Rice is the main food crop, and pulses (legume), Ragi (Finger Millet) and other food crops are also grown. Main cash crops are coconut, cashewnut, arecanut, sugarcane and fruits like pineapple, mango and banana. Goa's state animal is the Gaur, the state bird is the Ruby Throated Yellow Bulbul, which is a variation of Black-crested Bulbul, and the state tree is the Matti (Asna). The important forests products are bamboo canes, Maratha barks, chillar barks and the bhirand. Coconut trees are ubiquitous and are present in almost all areas of Goa barring the elevated regions. A large number of deciduous trees, such as teak, Sal tree, cashew and mango trees are present. Fruits include jackfruit, mango, pineapple and "black-berry" ("podkoam" in Konkani language). Goa's forests are rich with medicinal plants. Rice paddies are common in rural Goa.
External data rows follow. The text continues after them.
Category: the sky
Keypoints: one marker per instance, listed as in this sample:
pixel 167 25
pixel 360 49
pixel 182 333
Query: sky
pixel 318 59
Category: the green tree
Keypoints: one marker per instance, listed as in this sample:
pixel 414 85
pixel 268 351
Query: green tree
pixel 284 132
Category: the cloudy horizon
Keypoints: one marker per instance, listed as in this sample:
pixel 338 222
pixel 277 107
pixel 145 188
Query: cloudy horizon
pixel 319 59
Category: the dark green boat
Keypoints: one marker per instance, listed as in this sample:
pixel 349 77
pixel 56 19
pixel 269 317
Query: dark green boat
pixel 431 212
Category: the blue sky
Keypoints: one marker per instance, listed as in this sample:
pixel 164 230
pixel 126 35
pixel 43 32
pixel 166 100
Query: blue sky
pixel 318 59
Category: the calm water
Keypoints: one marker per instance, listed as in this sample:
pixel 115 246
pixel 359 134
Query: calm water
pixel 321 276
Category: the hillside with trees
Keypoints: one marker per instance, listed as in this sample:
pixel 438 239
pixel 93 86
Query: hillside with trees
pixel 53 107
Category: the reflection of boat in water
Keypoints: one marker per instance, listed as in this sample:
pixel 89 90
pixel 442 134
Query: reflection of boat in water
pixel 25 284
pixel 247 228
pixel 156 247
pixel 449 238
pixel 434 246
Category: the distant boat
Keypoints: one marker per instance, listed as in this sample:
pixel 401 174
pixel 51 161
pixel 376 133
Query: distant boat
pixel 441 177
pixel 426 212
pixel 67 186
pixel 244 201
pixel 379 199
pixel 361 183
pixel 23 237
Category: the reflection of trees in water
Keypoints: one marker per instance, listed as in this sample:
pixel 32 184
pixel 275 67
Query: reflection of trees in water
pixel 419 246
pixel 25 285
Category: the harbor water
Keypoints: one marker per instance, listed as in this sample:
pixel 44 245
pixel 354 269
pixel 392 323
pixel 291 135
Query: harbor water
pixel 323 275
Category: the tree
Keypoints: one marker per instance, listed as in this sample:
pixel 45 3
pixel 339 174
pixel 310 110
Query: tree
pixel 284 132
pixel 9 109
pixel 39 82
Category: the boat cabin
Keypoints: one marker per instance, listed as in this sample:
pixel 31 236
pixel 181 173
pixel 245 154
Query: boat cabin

Foxes, wild boar and migratory birds are found in the jungles of Goa. The avifauna (bird species) includes kingfisher, myna and parrot. Numerous types of fish are also caught off the coast of Goa and in its rivers. Crab, lobster, shrimp, jellyfish, oysters and catfish are the basis of the marine fishery. Goa also has a high snake population. Goa has many famous "National Parks", including the renowned Salim Ali Bird Sanctuary on the island of Chorão. Other wildlife sanctuaries include the Bondla Wildlife Sanctuary, Molem Wildlife Sanctuary, Cotigao Wildlife Sanctuary, Madei Wildlife Sanctuary, Netravali Wildlife Sanctuary, and Mahaveer Wildlife Sanctuary. Goa has more than 33% of its geographic area under government forests (1224.38 km²) of which about 62% has been brought under Protected Areas (PA) of Wildlife Sanctuaries and National Park. Since there is a substantial area under private forests and a large tract under cashew, mango, coconut, etc. plantations, the total forest and tree cover constitutes 56.6% of the geographic area.